First I want to give the authors of TopoFusion my most hearty congratulations for one of the finest pieces of software I've used in quite some time. I've owned a Garmin Etrex Vista (with altimeter) for about 2 or 3 years, and use it for all my hobbies: mounted on my bike, during hikes, walking around cities, on hunts for a dozen geocaches, when flying my 4-seat Cessna, and sometimes watching out the window of a commercial jet on a coast-to-coast flight. All that time, my Garmin was silently collecting track logs that I had never once viewed.

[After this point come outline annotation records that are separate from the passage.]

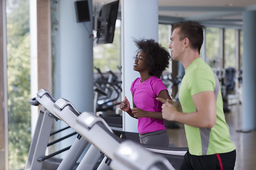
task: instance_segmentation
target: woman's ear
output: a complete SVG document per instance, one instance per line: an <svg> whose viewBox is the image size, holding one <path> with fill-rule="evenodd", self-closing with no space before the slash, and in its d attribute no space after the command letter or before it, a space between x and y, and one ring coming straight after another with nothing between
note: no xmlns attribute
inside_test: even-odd
<svg viewBox="0 0 256 170"><path fill-rule="evenodd" d="M185 38L184 40L183 40L183 45L186 46L186 47L188 47L188 45L189 45L189 40L188 38Z"/></svg>

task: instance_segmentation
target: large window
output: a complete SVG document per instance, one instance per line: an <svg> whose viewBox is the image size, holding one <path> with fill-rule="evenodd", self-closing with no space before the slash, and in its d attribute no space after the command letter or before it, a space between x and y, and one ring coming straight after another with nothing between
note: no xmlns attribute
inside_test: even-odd
<svg viewBox="0 0 256 170"><path fill-rule="evenodd" d="M6 1L9 169L22 169L31 144L29 1Z"/></svg>
<svg viewBox="0 0 256 170"><path fill-rule="evenodd" d="M121 66L121 21L117 20L113 43L93 44L94 66L102 72L117 71Z"/></svg>
<svg viewBox="0 0 256 170"><path fill-rule="evenodd" d="M208 27L206 29L206 62L211 67L221 67L220 56L220 32L219 28Z"/></svg>
<svg viewBox="0 0 256 170"><path fill-rule="evenodd" d="M224 67L235 68L235 29L225 30L225 64Z"/></svg>

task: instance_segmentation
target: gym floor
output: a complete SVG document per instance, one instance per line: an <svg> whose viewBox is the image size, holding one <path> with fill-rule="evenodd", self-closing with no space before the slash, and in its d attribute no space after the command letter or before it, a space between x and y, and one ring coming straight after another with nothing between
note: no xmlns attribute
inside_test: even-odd
<svg viewBox="0 0 256 170"><path fill-rule="evenodd" d="M256 130L241 132L242 106L233 105L230 112L225 113L226 121L230 128L230 139L236 147L237 157L235 169L256 169ZM180 128L168 129L170 142L176 147L188 147L184 127L178 124Z"/></svg>

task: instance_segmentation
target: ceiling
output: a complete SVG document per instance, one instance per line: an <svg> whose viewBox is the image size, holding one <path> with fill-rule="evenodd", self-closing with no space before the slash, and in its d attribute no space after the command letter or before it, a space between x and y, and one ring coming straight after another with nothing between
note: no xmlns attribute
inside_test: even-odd
<svg viewBox="0 0 256 170"><path fill-rule="evenodd" d="M98 6L114 1L92 0L92 3ZM193 20L205 26L241 28L242 12L248 11L256 11L255 0L159 0L161 23Z"/></svg>

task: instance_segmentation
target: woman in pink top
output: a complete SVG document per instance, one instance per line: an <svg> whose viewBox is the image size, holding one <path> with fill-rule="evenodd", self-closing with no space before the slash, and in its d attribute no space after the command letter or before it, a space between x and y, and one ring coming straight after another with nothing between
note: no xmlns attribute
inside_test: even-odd
<svg viewBox="0 0 256 170"><path fill-rule="evenodd" d="M169 147L169 136L161 115L161 103L156 97L171 99L167 89L159 79L169 67L169 52L154 40L135 40L139 52L136 55L134 70L140 77L132 84L133 108L125 97L120 108L138 119L141 143L158 147Z"/></svg>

Last week I had my GPS on my bike during a 20-mile ride around an island, and the bicycle-rental guy asked if he could have the data. I was afraid to say yes since I had no idea how to access the data -- tools I'd tried in the past would just draw a track on a white page. After a long and arduous search I finally found TopoFusion which claimed to overlay the track on a map. So I decided to give it a try.
Let me tell you: when I started downloading the data and all the 12,000 track points I'd accumulated over the years started whizzing by on the screen, it was the most amazing thing. I was reliving the past 3 years of my life at warp speed! Bike rides I'd long forgotten zoomed past in great detail. All the fun of past geocache finds and hikes with my girlfriend came back to me as they were animated right before my eyes. Topo maps would show me at an airport taxiing around, then ZOOM right down center of the runway and shoot into the wild blue yonder! It was one of the most amazing 5 minutes covering 3 years, a dozen different states, and countless trips -- let me tell you, it nearly brought tears to my eyes. That's not something I can say about much software.
Needless to say I paid $40 for the full version immediately, and generated some beautiful maps of the San Juan Islands, along with elevation data that the bike shop can hopefully use to draw a more accurate map to give to riders! (We'd been surprised by some big hills that were not on the map they gave us.)
Now on to my question: is there any possibility of adding a feature to overlay tracks over the NAVTEQ maps from Google Maps? Google Maps data is, in some ways, superior to the USGS data -- it's clearer, more up to date, and has more detail of roads. (On the other hand, it does not have topograhic data such as mountains, lakes, etc.) But, I think it would be a great alternative to the USGS data, and the Google Maps API probably lends itself easily to TopoFusion, since it allows fast downloading of individual sectors at various resolutions (unlike, say, MapQuest.) Are there any plans to integrate TopoFusion with Google Maps data?
I'm a software developer; is the source available for TopoFusion if I want to add this feature myself and contribute it back?
Thanks again for a simply wonderful piece of software.